Entscheidungsstichwort (Thema)
Nachehelicher Unterhalt: Berücksichtigung des Realsplittingvorteils beim Nettoeinkommen sowie Berücksichtigung der Vorteile aus dem Zusammenleben des Unterhaltspflichtigen mit einem neuen Partner beim Unterhaltsbedarf und bei der Leistungsfähigkeit
Leitsatz (redaktionell)
1. Das Zusammenleben des Unterhaltspflichtigen in einer häuslichen Gemeinschaft mit einer neuen Partnerin kann unter dem Gesichtspunkt ersparter Wohn- und Haushaltskosten nach den Umständen des Einzelfalls (bei Leistungsfähigkeit der Partnerin) die Leistungsfähigkeit des Unterhaltspflichtigen steigern.

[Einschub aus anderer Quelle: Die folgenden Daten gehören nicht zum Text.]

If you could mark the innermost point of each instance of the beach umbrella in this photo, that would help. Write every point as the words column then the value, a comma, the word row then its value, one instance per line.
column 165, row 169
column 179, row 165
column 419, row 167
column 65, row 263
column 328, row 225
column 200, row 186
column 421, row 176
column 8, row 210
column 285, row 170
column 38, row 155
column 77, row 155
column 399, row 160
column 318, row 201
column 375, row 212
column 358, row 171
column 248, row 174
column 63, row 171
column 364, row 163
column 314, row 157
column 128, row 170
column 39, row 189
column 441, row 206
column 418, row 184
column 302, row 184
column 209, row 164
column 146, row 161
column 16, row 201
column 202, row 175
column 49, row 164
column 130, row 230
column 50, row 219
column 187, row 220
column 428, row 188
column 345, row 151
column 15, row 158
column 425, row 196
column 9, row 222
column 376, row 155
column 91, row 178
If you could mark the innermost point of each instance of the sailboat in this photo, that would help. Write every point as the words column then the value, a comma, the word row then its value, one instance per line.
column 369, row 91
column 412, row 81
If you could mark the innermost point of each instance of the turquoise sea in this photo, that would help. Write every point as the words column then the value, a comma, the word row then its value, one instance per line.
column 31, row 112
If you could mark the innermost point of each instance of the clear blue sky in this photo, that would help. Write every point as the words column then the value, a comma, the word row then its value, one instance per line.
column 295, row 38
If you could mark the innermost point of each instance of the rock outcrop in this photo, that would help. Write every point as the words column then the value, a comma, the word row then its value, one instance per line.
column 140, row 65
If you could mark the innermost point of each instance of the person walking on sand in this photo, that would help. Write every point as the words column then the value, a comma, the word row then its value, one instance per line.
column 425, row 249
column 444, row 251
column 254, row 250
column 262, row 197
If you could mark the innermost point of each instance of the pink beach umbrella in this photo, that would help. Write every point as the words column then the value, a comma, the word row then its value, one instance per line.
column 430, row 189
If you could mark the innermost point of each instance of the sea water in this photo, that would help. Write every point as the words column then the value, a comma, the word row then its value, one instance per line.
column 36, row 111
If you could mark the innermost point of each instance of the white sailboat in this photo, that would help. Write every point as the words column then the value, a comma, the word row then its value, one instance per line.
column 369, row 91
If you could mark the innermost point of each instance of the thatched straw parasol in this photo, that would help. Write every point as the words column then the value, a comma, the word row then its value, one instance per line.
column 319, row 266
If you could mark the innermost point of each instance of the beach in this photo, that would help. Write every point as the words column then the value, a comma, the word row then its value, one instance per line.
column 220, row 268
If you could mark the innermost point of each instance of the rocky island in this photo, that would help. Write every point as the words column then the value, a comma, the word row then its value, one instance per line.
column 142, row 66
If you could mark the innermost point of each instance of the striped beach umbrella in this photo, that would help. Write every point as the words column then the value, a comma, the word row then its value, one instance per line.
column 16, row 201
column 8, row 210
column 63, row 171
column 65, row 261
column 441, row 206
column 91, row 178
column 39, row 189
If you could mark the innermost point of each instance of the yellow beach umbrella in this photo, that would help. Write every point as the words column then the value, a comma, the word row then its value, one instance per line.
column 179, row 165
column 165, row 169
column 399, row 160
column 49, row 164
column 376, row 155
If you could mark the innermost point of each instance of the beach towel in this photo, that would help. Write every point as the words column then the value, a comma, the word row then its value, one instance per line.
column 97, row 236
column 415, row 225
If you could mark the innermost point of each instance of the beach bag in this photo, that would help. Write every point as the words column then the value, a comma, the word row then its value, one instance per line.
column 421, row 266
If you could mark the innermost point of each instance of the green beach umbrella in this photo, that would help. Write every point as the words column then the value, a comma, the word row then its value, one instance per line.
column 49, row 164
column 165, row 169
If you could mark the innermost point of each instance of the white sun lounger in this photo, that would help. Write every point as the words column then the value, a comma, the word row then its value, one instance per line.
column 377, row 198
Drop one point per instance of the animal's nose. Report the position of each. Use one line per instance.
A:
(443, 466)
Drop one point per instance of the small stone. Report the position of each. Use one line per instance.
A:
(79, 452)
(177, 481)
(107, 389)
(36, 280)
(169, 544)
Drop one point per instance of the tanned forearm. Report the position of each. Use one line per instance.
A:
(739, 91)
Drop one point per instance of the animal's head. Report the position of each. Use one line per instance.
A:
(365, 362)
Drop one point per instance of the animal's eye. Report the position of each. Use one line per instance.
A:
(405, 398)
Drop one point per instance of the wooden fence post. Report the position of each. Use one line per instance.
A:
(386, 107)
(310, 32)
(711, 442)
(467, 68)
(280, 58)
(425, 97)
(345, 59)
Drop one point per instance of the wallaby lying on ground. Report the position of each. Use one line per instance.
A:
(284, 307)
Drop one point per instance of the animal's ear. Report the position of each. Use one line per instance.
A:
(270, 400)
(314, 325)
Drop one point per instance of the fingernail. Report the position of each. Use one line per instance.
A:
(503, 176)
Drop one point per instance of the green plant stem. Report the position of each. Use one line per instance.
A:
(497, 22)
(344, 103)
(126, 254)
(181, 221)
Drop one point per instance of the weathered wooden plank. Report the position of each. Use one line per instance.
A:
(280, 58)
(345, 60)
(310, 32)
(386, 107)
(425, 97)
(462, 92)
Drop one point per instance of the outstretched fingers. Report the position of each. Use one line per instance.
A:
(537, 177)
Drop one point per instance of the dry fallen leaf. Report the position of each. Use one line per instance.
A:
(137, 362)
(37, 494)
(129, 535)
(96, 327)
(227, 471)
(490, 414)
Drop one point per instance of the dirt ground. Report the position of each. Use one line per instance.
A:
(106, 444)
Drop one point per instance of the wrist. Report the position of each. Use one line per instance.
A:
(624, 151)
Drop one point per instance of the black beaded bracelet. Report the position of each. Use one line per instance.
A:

Im Rahmen der Berechnung des Unterhaltsbedarfs ist dieser geldwerte Vorteil aber nur dann zu berücksichtigen, wenn er die ehelichen Lebensverhältnisse geprägt hat.

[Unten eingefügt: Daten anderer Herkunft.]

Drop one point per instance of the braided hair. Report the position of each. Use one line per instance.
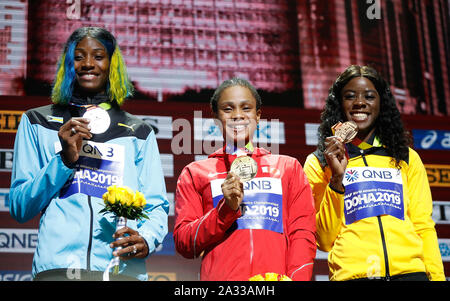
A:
(388, 126)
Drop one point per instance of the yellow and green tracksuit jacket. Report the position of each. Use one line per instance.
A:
(381, 225)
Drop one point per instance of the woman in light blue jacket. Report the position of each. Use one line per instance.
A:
(65, 156)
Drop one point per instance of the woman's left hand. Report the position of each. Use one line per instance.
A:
(133, 245)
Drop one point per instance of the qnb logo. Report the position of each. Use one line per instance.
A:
(351, 175)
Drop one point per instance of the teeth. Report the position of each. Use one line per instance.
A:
(88, 76)
(359, 116)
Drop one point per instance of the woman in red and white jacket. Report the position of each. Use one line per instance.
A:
(242, 229)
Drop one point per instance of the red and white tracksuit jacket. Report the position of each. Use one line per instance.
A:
(273, 232)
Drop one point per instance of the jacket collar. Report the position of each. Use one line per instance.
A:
(82, 99)
(222, 152)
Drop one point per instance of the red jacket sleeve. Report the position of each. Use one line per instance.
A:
(194, 228)
(301, 226)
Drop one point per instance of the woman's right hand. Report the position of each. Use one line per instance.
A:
(233, 191)
(71, 135)
(337, 161)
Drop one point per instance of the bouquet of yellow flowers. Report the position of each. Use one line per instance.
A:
(270, 277)
(124, 204)
(122, 201)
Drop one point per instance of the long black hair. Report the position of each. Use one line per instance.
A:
(388, 126)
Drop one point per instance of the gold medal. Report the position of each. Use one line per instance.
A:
(245, 167)
(345, 131)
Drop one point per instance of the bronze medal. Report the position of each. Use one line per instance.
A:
(245, 167)
(345, 131)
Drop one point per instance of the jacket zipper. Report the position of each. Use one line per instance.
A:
(251, 247)
(91, 226)
(383, 239)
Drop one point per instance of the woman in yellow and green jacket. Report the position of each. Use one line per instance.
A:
(372, 196)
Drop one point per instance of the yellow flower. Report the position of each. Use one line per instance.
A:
(285, 278)
(270, 277)
(139, 199)
(110, 195)
(129, 196)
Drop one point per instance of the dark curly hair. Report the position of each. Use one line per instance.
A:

2. Wird in der Rechtsmittelinstanz der geschuldete Unterhalt endgültig festgelegt, kann vom Unterhaltsschuldner zur Verbesserung seiner Leistungsfähigkeit die Eintragung eines steuerlichen Freibetrages in die Lohnsteuerkarte nach §§ 10 Abs. 1 Nr. 1, 39a Abs. 1 Nr. 2 EStG verlangt werden.
Normenkette
BGB §§ 1572, 1578, 1578b; EStG § 10 Abs. 1 Nr. 1; ESTG § 39a Abs. 1 Nr. 2
Verfahrensgang
AG Siegen (Urteil vom 24.06.2009; Aktenzeichen 15 F 1896/05) |
Tenor
Auf die Berufung des Antragstellers wird das am 24.6.2009 verkündete Urteil des AG - Familiengericht - Siegen - unter Zurückweisung des Rechtsmittels im Übrigen - in seinem Ausspruch zum nachehelichen Unterhalt (Ziff. III.) abgeändert und wie folgt neu gefasst:
Der Antragsteller wird verpflichtet, an die Antragsgegnerin nachehelichen Unterhalt i.H.v. monatlich 1.045 EUR (832 EUR Elementarunterhalt zzgl. 213 EUR Altersvorsorgeunterhalt) für die Zeit vom 3.11.2009 bis zum 31.12.2009 und i.H.v. monatlich 1.260 EUR (993 EUR Elementarunterhalt zzgl. 267 EUR Altersvorsorgeunterhalt) ab dem 1.1.2010 zu zahlen. Im Übrigen wird der Antrag auf Zahlung nachehelichen Unterhalts zurückgewiesen.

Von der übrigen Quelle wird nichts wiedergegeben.